I spent the first day reading the request handler. It made an outbound call to an internal pricing API, applied a small transform, and returned. There was a context with a five second deadline. The pricing call usually took 40ms. So a five second deadline firing made no sense, and I burned hours convincing myself the HTTP client was leaking connections, or the deadline was being inherited wrong, or some middleware was wrapping the context and resetting it. I added logging at every layer. The numbers all looked fine. The call took 40ms. The deadline was five seconds. And still, every so often, a timeout.

Logs and code on screen

The assumption I never questioned was the word "the". The outbound call. I had read the handler and decided it made one request. It made one request in the code I was looking at. But the transform step called a helper, and that helper, three commits earlier and by someone else, had grown a second call to enrich the response with currency data. That second service was the slow one. It sat behind a connection pool sized at ten, and when ten requests piled up, the eleventh waited. Not for the pricing API. For a free slot in a pool I did not know existed.

// what I thought the handler did
price := pricing.Get(ctx, id)

// what it actually did, two functions deep
price := pricing.Get(ctx, id)
fx := currency.Enrich(ctx, price) // pool size 10, no timeout of its own

The five second deadline was real. The 40ms call was real. The pool starvation under bursty traffic was real too, and it lived in the gap between what the code did and the simplified model I had built in my head on day one. Once I instrumented currency.Enrich directly, the queue wait time lit up like a bonfire.

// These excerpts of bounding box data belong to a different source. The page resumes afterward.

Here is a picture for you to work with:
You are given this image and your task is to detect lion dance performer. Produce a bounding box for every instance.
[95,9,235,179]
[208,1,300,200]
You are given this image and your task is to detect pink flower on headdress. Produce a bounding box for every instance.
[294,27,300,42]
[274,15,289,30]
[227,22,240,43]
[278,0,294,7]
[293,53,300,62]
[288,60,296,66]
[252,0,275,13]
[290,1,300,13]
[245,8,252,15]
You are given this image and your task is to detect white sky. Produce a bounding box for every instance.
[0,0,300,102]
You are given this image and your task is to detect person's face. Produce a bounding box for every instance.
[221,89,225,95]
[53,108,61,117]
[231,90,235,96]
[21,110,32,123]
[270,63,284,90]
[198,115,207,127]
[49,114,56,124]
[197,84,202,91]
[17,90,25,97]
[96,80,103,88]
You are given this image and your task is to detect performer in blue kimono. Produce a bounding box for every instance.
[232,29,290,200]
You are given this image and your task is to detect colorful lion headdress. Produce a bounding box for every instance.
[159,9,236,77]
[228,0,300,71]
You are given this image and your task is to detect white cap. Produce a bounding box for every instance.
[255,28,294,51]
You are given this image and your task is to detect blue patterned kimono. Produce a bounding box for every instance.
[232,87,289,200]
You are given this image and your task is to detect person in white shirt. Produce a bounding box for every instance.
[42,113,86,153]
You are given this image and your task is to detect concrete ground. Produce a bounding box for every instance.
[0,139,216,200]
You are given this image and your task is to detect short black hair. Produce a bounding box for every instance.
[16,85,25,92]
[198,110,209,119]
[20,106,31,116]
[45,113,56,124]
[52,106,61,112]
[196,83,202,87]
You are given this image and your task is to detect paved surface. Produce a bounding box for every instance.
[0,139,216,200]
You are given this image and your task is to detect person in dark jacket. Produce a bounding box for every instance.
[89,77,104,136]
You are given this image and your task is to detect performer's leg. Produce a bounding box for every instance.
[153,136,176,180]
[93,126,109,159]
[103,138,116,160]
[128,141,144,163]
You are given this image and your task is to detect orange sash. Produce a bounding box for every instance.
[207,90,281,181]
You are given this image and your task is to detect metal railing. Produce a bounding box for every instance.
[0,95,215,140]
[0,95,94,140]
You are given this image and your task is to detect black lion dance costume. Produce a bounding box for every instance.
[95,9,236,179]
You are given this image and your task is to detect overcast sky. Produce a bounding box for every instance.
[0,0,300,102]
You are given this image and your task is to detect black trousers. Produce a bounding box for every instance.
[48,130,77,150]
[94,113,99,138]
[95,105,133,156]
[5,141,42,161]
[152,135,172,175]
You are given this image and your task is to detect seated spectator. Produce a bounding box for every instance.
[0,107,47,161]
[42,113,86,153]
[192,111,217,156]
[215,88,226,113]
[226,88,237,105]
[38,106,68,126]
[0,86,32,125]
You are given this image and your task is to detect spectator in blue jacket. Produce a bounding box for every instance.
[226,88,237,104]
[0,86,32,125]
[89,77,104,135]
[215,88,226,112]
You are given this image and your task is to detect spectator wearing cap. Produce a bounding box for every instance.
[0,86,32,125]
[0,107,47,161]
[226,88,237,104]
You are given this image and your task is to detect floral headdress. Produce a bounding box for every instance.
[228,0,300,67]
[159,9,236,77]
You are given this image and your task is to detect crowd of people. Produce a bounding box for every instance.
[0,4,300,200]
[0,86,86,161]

The fix was boring: a tighter per-call deadline, a larger pool, and a metric on pool saturation so it screams next time. The lesson was less boring. I had treated my reading of the code as the source of truth and the behaviour as the anomaly. It is always the other way round. The machine is doing exactly what you wrote, with perfect fidelity, including the parts you forgot you wrote.

Now when something "makes no sense", I try to catch myself saying that word, because it almost always means I have a confident mental model that has quietly diverged from the running system. The bug was not in the code. It was in the version of the code I was carrying around in my head.